Reminder: there are no video outputs on these chatbot data center processors driving up the prices of graphics cards.
So they can’t even sell as used GPUs to crash the consumer GPU price market when the AI bubble pops.
This is a reminder that businesses aren’t “money focused calculation machines that optimize for the maximum possible profit.” They don’t worry about every little dollar, they just print money and use it to control you.
Raising prices for you is the goal, not a byproduct of some other smarter plan.
Some people don’t need the rest of this post, and it’s very long, so I’ll put it in a comment.


More detailed explanation of the dynamics behind this:
Companies like OpenAI would be smart to pay a few extra cents per unit for video outputs to help prevent depreciation if they need to liquidate assets later. But it probably costs way more than a few extra cents per unit, because the chipmakers have a monopoly.
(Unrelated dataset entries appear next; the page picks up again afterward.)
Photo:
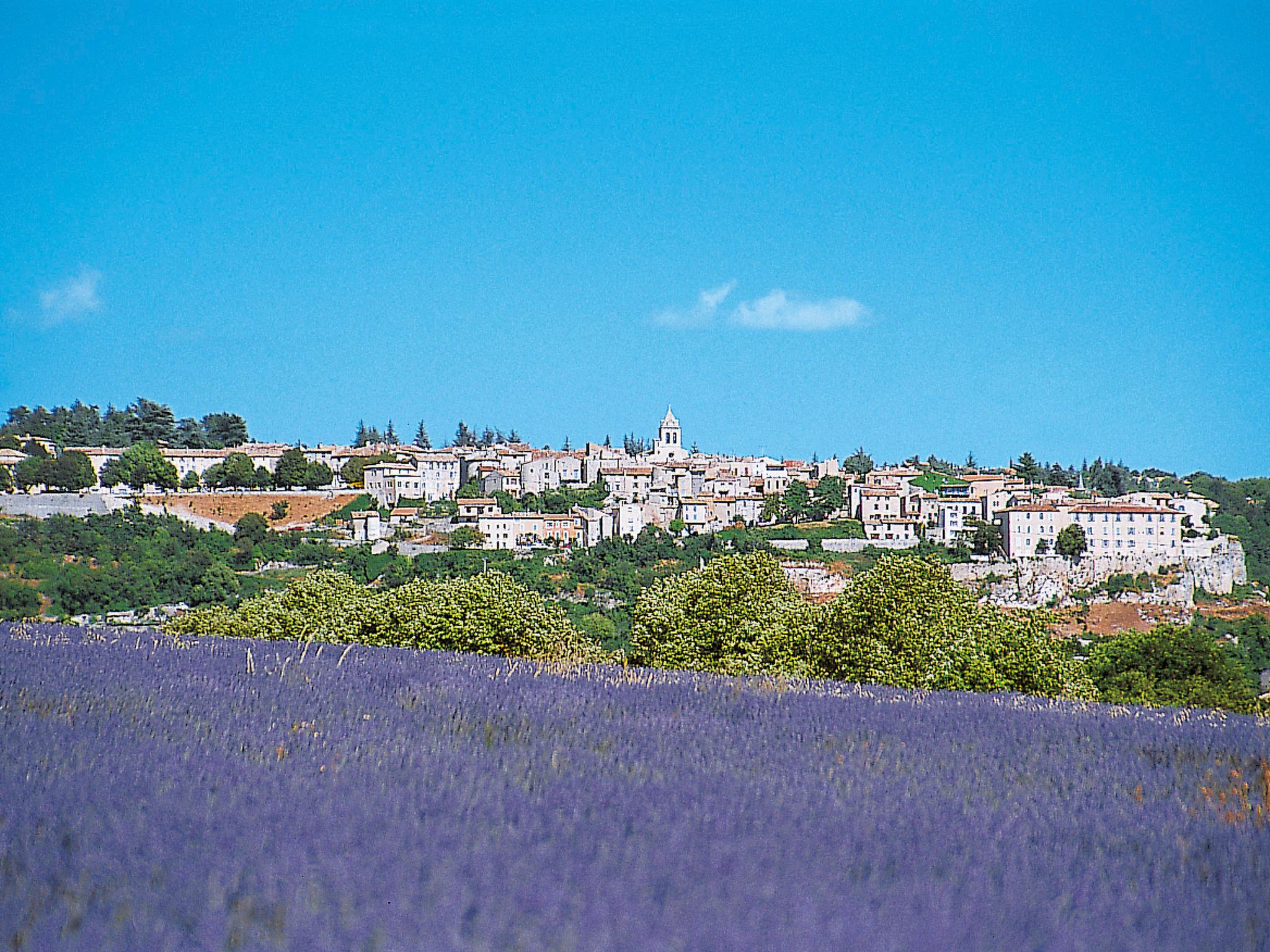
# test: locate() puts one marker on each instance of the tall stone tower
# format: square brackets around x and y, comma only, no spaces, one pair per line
[668,433]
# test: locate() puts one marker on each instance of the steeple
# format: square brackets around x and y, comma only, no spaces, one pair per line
[668,433]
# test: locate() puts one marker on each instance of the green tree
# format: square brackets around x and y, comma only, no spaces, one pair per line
[987,539]
[355,470]
[466,537]
[31,471]
[191,434]
[735,616]
[908,624]
[318,475]
[1029,469]
[252,530]
[771,508]
[219,584]
[139,466]
[1169,666]
[797,501]
[238,471]
[470,490]
[488,614]
[18,599]
[859,462]
[71,471]
[293,467]
[225,431]
[1071,542]
[830,495]
[151,423]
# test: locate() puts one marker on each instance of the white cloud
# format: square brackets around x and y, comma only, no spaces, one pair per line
[701,312]
[74,298]
[776,311]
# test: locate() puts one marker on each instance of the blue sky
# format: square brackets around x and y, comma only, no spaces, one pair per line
[967,227]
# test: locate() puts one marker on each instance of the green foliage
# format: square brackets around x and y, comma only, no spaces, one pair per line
[838,528]
[831,494]
[293,467]
[859,462]
[1245,512]
[144,420]
[986,539]
[252,530]
[797,501]
[71,471]
[1071,542]
[117,562]
[139,466]
[1170,666]
[18,601]
[361,503]
[1250,637]
[906,622]
[488,614]
[31,471]
[466,537]
[470,490]
[1028,469]
[318,475]
[355,470]
[735,616]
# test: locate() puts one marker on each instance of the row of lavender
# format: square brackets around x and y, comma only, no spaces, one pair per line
[220,794]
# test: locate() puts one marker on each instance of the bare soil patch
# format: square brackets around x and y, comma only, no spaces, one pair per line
[303,508]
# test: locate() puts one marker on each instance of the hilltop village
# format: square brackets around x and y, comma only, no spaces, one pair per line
[506,494]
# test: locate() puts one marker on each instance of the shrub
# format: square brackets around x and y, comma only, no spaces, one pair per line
[488,614]
[908,624]
[1170,666]
[738,615]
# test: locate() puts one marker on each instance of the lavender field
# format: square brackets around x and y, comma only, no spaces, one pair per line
[219,795]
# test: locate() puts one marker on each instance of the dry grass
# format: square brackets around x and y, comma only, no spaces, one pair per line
[231,507]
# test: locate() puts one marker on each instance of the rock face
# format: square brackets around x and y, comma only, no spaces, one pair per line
[1213,565]
[1221,569]
[813,579]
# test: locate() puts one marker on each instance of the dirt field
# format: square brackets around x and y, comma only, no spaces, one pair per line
[303,508]
[1112,617]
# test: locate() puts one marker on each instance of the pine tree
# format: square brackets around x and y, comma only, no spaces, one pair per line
[420,437]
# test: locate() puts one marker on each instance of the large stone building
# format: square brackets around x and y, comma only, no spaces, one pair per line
[1110,528]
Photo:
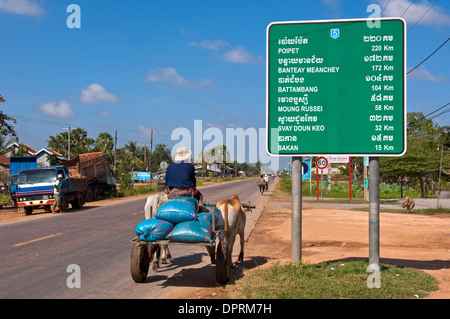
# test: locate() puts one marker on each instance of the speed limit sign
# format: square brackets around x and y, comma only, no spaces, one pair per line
[321,162]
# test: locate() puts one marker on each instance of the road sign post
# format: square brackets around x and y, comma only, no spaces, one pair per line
[374,211]
[337,87]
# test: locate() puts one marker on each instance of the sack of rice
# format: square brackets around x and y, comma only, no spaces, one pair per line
[197,231]
[153,229]
[176,211]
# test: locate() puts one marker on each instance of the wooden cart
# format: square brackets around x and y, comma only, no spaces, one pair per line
[144,252]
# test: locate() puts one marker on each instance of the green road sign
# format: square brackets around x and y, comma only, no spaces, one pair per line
[336,87]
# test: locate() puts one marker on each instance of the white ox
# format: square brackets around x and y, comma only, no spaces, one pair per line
[151,206]
[234,222]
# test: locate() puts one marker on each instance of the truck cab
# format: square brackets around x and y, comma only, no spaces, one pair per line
[35,187]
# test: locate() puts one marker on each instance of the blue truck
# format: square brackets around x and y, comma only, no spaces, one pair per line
[85,178]
[16,165]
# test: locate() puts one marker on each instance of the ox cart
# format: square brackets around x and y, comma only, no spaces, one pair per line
[145,253]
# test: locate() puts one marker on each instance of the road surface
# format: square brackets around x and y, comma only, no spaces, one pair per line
[38,257]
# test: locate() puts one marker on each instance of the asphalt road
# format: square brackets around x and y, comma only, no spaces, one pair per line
[36,257]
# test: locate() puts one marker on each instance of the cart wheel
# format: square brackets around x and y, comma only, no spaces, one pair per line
[223,263]
[139,262]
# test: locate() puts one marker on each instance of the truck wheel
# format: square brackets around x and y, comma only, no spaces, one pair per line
[139,262]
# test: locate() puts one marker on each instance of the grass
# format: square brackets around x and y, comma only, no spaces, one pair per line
[319,281]
[428,211]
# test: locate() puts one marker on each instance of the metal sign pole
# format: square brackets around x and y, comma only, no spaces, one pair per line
[374,211]
[296,218]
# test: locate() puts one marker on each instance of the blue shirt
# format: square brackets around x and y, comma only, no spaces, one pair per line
[180,174]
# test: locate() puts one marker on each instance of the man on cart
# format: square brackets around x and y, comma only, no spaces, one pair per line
[180,176]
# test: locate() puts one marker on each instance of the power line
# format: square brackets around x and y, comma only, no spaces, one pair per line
[407,8]
[423,15]
[428,56]
[440,114]
[39,121]
[385,6]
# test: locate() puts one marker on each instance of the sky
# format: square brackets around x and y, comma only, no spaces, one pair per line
[137,66]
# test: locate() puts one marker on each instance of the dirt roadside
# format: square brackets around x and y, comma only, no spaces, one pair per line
[409,240]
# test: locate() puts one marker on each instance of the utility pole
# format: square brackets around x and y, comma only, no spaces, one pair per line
[440,169]
[69,144]
[115,152]
[150,157]
[374,211]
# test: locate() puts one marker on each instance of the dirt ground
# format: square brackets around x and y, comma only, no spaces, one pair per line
[411,240]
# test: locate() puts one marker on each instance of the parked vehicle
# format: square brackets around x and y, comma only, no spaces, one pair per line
[16,165]
[85,178]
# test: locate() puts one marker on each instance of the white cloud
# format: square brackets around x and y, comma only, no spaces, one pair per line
[210,45]
[22,7]
[233,55]
[425,75]
[395,8]
[95,93]
[171,75]
[238,55]
[105,114]
[241,55]
[61,110]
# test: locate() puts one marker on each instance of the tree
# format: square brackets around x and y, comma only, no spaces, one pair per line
[5,127]
[104,143]
[160,154]
[80,143]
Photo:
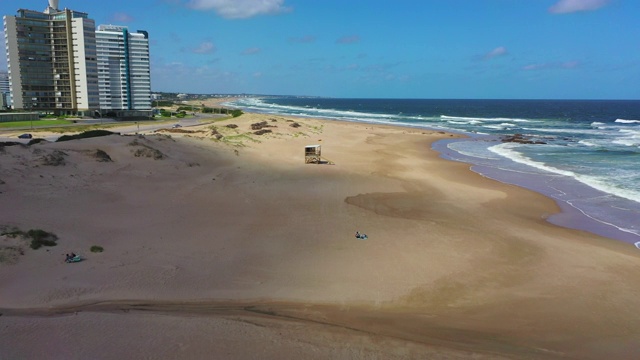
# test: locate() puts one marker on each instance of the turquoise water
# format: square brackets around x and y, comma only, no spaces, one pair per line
[587,159]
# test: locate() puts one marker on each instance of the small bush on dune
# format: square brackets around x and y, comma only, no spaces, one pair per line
[85,135]
[41,238]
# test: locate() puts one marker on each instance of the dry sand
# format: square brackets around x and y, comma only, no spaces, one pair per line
[237,249]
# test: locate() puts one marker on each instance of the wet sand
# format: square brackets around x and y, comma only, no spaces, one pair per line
[235,248]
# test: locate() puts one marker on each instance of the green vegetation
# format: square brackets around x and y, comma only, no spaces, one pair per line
[34,123]
[38,237]
[157,103]
[41,238]
[85,135]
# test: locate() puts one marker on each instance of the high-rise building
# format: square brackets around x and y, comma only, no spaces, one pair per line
[4,90]
[52,61]
[58,62]
[124,76]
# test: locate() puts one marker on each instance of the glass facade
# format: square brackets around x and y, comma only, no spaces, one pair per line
[124,77]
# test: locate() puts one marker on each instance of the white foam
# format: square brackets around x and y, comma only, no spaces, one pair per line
[507,150]
[445,117]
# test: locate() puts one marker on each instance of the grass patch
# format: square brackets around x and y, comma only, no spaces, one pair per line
[34,123]
[38,237]
[240,138]
[85,135]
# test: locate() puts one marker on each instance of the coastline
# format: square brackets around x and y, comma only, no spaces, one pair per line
[585,206]
[456,264]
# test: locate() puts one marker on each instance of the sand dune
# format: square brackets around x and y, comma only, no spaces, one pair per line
[231,245]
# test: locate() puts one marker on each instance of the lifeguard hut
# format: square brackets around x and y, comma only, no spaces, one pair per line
[312,154]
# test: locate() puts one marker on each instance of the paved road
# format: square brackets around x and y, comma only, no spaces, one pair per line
[130,127]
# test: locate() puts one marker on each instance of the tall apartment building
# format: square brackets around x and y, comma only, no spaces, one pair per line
[124,76]
[58,62]
[4,90]
[52,60]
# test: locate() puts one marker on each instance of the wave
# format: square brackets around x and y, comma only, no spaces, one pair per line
[446,117]
[507,150]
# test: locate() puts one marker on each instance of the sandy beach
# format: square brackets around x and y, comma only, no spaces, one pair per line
[221,243]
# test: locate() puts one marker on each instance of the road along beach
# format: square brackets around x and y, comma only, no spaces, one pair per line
[221,241]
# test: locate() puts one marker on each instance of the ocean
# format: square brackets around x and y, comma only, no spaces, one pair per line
[585,154]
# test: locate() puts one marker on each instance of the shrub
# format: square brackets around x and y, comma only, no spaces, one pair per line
[41,238]
[85,135]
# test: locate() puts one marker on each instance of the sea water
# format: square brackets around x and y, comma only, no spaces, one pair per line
[586,154]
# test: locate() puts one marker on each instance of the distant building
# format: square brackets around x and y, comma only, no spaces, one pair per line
[5,97]
[124,76]
[52,60]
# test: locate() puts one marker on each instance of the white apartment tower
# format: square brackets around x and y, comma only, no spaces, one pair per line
[52,60]
[124,76]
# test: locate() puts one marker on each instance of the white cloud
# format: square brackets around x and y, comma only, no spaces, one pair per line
[304,39]
[251,51]
[348,39]
[240,9]
[552,65]
[570,6]
[499,51]
[205,47]
[121,18]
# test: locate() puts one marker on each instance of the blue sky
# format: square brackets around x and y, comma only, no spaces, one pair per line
[549,49]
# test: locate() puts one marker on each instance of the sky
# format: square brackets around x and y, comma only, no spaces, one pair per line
[478,49]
The chipmakers know nobody else has been allowed to build the same level of chip fabrication tech they have, so all customers will have to pay the prices they set.
Therefore, if openAI wanted to add video outputs to their cards, Nvidia has no financial reason to allow prices lower than the revenue that would be lost by consumers not needing to pay for the same chips to be made again with video outputs later.
But that’s not some genius calculation Nvidia is making to outsmart everyone. You don’t have to be smart or superhumanly profit-maximizing to figure out that you’re being given the authority to set prices when it is given to you. Furthermore, a random group of mid-IQ psychopaths would never be given authority to set these prices in a market of real businesses and genius entrepreneurs competing to maximize profit.